Prop 23 could improve state's economy

Katy Grimes: The Legislative Analyst’s Office reported today that if Proposition 23 is passed, the state’s economy will improve “modestly.” However, before LAO analyst Mark Newton could give the rest of the good news, his testimony was interrupted and redirected.

Today the mandatory hearing for Proposition 23 took place at the Capitol. And the bias was prounounced – in the committee and in the audience. Seated in the gallery were far more anti-prop 23 spectators and special interests than Prop 23 supporters.

How do I know this? Seated right in the middle of the pack, I was privy to every whisper, hiss, gasp and snarky comment from opponents of the measure whenever Marysville Republican Assemblyman Dan Logue opended his mouth to ask a question or make a comment, or when proponents from the Howard Jarvis Taxpayer’s Association, and the NFIB spoke.

But the moment during the hearing that made me emit an audible gasp was when Senate Environmental Committee chairman, Senator Joe Simitian, D-Palo Alto, stopped LAO analyst Mark Newton  from stating that even with the “modestly higher economic activity” the state would enjoy with passage of Prop 23, “this would translate into an unknown but potentially significant increase in revenues to state and local government,” as he read from the LAO’s Prop 23 report.

The “modest uptick to the economy would result in increased revenue to state and local governments,” was all Newton got out, earlier in the hearing.

This is big!  Any “uptick” in the economy in the state is something the legislature is obligated to pursue, for the good of the everyone in the state.

Instead, Democrat committee members Assemblyman Wesley Chesbro and Senator Fran Pavely railed against the initiative, seeming determined to pursue their own agendas, ignoring the positive economic news.

Newton carefully explained that during LAO research, they weighed all of the factors before they concluded that Prop 23 would result in a modest improvement to the state’s economy.

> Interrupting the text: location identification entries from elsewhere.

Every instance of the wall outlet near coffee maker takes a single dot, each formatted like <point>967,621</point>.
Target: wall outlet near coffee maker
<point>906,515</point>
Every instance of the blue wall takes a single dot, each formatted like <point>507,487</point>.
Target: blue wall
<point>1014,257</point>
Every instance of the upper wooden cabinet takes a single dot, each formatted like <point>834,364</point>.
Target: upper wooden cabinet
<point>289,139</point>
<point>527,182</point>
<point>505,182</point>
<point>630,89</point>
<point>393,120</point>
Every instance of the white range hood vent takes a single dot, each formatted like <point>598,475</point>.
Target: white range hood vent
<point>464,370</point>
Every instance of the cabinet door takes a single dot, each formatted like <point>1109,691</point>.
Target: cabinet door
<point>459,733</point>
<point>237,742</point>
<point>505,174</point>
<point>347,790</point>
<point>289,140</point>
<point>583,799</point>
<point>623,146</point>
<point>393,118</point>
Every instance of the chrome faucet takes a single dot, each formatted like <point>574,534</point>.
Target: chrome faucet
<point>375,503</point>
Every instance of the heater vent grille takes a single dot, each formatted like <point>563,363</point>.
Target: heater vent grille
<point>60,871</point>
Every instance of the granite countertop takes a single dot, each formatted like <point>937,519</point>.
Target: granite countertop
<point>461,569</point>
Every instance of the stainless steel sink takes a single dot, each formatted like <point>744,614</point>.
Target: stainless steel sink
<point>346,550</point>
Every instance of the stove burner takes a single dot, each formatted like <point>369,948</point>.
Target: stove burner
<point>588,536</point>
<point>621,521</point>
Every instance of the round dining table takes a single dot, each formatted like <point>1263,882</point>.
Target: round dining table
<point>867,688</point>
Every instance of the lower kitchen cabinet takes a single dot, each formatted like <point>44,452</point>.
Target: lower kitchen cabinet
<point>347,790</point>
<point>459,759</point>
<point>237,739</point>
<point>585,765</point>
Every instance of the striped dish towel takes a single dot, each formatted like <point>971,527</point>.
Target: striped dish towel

It was disheartening to observe elected state officials allowing personal agendas override sound, non-partisan research.

And what were Logue’s damning comments? Logue said that “Prop 23 would save the people of the state from the largest enery tax in history, by suspending – not repealing – AB 32.” And Logue was critical of the massive subsidies to the green businesses in the state. “Tap the real economy, get unemployment down, do what Texas is doing with the largest wind farm in the country,” said Logue.

Critical of the subsidies propping up green tech and green businesses, Logue told of Spain’s 20 percent unemployment rate after subsidizing its green businesses, and Italy’s loss of 6 to 7 jobs for every subsidized green job. Logue recommended that green business stand on its own, and is “good for the future. If AB 32 is so great, why do we need a law?”